Le quedaban dos semanas escasas de vacaciones, y Onofre languidecía día tras día. Nada sabía de Dimna (ay, cómo la extrañaba…) y sus pesquisas en la Red de Datos no habían sacado nada en claro. Las compañías aseguradoras que se aprestaban a empapelar de por vida a Zenón Mills formaban parte de unos conglomerados financieros tan complejos, que la empresa A podía depender de B, ésta de C, y a su vez esta última de A. Eso, en el caso más simple. La hipótesis del Ferrari parecía imposible de verificar. En cuanto a la suya, acerca de venganzas entre clanes de críticos, el culpable podría ser cualquiera. Y él seguía sin ver a Dimna. «Tal vez me esté probando. A lo mejor, el asunto de Mills es una añagaza para averiguar mi inteligencia». Esa hipótesis lo halagó durante un minuto, el tiempo que tardó en darse cuenta de un detalle: «Resultaría perfecto si yo fuera inteligente». Se deprimió por enésima vez.
Tampoco contribuía a levantar su ánimo la obligación de seguir cumpliendo el programa de actos diseñado por el vicepresidente de la Sempai. Hoy tocaba otra dosis de esculturas Hihn de la variedad más aparatosa. Previsor a fuerza de escarmentar, se había zampado un copioso desayuno en el hotel, para no tener que enfrentarse con el buffet de la sala de exposiciones.

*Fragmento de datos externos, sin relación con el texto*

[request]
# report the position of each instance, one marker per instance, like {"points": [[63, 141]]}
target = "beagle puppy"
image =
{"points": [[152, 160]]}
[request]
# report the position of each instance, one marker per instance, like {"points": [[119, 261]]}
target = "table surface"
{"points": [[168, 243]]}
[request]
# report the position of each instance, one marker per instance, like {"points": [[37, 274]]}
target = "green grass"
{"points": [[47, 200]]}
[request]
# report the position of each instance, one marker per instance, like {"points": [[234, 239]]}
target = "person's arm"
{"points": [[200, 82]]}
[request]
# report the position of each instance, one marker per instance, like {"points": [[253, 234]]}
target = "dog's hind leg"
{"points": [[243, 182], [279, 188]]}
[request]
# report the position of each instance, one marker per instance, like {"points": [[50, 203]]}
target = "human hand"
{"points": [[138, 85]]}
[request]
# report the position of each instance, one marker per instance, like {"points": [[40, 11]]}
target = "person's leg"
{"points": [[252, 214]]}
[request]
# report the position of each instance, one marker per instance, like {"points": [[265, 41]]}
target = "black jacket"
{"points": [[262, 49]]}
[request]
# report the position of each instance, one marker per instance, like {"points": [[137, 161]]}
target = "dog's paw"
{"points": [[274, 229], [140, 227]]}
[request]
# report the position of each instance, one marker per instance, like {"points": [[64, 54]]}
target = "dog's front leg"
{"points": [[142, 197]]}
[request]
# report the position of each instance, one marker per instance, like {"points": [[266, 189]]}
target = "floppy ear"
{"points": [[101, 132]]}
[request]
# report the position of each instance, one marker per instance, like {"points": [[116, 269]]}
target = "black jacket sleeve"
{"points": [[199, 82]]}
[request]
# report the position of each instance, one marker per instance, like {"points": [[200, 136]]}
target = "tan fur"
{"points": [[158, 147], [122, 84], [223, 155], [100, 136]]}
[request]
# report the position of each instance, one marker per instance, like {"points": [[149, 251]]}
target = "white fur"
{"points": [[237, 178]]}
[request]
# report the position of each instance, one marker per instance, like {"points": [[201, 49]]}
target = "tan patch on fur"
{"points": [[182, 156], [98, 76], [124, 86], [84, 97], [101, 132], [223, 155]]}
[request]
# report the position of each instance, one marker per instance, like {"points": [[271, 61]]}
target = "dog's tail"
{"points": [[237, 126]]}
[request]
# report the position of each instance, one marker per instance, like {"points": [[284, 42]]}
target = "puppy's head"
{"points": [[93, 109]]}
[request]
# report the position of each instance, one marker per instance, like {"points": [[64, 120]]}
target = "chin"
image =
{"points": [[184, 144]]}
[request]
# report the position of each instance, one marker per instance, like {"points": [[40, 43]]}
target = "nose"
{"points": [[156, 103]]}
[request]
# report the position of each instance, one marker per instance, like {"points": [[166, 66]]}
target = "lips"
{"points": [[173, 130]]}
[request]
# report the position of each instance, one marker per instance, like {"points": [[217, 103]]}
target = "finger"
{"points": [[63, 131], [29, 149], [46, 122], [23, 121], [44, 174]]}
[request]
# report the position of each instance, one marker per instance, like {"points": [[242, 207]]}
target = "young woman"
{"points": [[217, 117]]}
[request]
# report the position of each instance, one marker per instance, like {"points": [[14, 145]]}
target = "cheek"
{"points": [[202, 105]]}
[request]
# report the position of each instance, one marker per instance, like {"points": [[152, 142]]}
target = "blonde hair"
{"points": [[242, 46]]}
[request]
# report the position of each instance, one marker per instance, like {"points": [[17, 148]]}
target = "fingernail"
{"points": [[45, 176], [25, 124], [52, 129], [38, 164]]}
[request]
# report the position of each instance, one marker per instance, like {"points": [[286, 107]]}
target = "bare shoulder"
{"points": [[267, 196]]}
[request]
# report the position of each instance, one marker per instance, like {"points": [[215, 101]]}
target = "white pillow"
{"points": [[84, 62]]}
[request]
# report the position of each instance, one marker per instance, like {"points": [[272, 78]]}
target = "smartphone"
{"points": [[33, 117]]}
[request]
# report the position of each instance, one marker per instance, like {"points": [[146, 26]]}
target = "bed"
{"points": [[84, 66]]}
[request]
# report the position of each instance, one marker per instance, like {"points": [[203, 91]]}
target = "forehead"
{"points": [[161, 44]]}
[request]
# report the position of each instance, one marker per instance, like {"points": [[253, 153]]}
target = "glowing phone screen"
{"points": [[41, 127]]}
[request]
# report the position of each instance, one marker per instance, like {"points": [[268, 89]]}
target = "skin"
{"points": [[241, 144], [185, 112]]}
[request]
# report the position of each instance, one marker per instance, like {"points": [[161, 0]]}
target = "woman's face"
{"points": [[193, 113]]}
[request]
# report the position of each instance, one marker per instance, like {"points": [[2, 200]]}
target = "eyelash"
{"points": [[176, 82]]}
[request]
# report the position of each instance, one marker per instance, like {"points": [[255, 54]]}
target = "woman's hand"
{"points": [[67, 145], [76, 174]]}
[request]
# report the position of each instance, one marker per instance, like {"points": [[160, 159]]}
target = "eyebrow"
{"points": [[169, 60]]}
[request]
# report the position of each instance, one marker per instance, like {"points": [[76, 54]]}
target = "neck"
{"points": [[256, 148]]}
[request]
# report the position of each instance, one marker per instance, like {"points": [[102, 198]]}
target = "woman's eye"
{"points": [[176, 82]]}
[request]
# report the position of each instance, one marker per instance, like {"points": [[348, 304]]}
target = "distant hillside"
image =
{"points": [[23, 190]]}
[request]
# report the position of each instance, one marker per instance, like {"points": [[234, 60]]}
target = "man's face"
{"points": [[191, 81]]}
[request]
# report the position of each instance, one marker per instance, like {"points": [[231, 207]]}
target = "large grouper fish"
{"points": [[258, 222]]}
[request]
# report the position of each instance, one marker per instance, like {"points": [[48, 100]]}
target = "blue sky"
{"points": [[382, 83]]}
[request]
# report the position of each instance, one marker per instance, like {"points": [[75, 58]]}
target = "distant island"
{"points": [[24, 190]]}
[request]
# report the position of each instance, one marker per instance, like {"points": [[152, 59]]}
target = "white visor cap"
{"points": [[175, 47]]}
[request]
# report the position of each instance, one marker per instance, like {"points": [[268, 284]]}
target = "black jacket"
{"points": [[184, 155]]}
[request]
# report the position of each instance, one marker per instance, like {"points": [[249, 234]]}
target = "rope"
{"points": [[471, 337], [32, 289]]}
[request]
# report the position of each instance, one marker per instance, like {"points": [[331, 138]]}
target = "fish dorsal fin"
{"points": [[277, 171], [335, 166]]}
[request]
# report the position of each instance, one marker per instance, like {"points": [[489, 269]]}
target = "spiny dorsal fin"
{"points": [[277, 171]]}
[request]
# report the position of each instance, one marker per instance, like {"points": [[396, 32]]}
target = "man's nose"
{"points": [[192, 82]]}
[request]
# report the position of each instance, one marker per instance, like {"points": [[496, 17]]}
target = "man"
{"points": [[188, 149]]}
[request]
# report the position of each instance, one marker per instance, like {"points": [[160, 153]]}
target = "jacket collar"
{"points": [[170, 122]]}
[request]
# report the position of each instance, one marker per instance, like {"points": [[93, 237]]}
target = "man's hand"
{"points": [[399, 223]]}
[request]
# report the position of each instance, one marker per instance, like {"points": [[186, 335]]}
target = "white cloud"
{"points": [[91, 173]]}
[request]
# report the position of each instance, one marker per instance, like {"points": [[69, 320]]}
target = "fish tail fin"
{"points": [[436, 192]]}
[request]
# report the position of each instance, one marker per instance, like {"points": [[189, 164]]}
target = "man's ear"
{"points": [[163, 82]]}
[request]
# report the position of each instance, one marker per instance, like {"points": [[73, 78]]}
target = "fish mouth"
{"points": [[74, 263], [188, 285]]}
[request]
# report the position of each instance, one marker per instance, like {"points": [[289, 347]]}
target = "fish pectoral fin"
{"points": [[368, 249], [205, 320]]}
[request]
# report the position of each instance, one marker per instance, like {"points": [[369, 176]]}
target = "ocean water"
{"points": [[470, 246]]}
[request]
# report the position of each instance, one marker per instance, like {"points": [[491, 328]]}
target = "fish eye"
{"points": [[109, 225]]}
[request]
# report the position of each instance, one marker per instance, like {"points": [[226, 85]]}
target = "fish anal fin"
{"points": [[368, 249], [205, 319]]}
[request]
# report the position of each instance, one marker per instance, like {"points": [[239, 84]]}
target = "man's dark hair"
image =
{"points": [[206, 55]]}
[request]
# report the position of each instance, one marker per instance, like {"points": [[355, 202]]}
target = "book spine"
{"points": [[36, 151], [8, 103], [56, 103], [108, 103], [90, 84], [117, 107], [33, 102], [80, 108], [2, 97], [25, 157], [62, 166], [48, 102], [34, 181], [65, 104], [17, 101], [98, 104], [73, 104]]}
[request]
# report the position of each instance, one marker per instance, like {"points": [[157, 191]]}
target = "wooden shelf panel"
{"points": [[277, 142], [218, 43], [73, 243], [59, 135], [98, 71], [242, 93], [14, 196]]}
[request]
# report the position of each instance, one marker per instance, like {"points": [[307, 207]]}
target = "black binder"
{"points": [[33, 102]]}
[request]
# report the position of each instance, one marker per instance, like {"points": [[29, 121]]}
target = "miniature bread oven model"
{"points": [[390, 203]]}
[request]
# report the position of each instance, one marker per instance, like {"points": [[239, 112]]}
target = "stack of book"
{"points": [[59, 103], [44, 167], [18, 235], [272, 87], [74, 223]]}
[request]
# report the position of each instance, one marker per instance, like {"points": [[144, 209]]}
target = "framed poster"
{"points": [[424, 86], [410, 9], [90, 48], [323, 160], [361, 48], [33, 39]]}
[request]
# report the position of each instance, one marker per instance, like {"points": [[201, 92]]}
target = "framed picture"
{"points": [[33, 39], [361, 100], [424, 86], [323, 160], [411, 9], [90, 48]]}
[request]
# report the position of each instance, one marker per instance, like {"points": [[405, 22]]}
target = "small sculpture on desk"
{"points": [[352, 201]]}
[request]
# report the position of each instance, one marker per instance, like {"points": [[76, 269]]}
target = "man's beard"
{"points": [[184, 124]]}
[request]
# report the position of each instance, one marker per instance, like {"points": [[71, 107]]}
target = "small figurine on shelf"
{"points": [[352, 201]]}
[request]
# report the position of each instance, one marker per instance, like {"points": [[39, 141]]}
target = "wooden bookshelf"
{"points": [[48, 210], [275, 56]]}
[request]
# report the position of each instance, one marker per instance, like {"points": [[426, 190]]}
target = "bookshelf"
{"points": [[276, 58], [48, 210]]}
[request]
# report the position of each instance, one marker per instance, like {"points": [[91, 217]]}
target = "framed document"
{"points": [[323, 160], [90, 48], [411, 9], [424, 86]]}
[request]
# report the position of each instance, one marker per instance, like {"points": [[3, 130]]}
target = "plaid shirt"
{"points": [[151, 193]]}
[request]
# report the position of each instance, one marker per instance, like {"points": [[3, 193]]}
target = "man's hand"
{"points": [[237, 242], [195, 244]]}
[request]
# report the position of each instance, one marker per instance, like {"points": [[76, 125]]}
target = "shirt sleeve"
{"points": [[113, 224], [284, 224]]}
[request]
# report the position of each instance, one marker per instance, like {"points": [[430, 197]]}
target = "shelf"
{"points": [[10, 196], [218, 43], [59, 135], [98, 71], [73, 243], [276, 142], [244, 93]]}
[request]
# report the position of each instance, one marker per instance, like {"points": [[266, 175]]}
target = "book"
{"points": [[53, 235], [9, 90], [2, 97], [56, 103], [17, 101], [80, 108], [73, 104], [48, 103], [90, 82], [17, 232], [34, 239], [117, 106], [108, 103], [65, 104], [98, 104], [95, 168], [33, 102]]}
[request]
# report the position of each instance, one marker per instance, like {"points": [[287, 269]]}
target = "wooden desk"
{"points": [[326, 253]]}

Intentó aparentar interés, mientras su mente vagaba por senderos ignotos. Las esculturas consistían en prismas y esferas de luz pulsante, de los cuales colgaban filacterias que danzaban enloquecidas. El resultado causaba dentera en cualquier otro que no fuera un centauriano curtido.
En su errático deambular, Onofre se paró delante de una escultura Hihn particularmente abigarrada. Parecía un cruce entre un cocotero desgarbado, un erizo de mar con plumas en vez de púas y un plato de espaguetis iridiscentes. Fue a apartarse, ya que aquello hería la vista, y entonces la estatua le habló:
—¡Pst! Señor Sakamoto, tengo algo que decirle. Por favor, disimule; nadie ha de saber que estoy aquí con usted. Ya sé que le parecerá un tanto irregular, pero las circunstancias…
La voz estaba distorsionada por un dispositivo electrónico para hacerla irreconocible, mas Onofre no tuvo duda alguna. «¡Dimna! Por fin te dignas a dirigirme la palabra… ¿Ya me has perdonado lo del pato?» Trató de disimular la sonrisa de felicidad que quería aparecer en su cara, y procuró ponerse serio. Se moría de ganas de charlar con ella, pero se contuvo. Tenía su dignidad, caramba. Debía mostrar siquiera un poco de firmeza, hacerse el interesante.
—A mí no me engañas con semejante disfraz. Sé quién eres —respondió, tratando de no llamar la atención de los demás mientras simulaba consultar un catálogo.
El directivo de la Plecostomus Biocorp dio un respingo. «Sabe quién soy… ¡Este tipo es el mismísimo diablo! ¿Cómo puedo negociar con una mente así?» Temblando, trató de salir del paso.
—Señor Sakamoto, si me permite que yo…
—¿A qué viene eso de hablarme de usted? —«tal vez sigue enojada conmigo», pensó Onofre—. El tuteo sería más apropiado, ¿no?
—Lo que usted… lo que tú digas, Conrado —el directivo sudaba a mares, debido a los nervios y al disfraz que debía portar.
—Así me gusta, que seas amable conmigo —bajó aún más la voz, hasta convertirla en un susurro que pretendía parecer sensual—. Y deberías ser todavía más amable, no sé si me explico.
«Ostras, que este tío encima es maricón».
El directivo, oriundo de un planeta singularmente puritano, empezó a imaginarse un sinfín de horrores. Si lograba salir del trance con la virtud intacta, le aguardaba una penitencia en extremo severa. Pero para eso tenía que sobrevivir, claro. ¿Y si aquella especie de superhombre trataba de abusar de él por la fuerza? Juntó los muslos.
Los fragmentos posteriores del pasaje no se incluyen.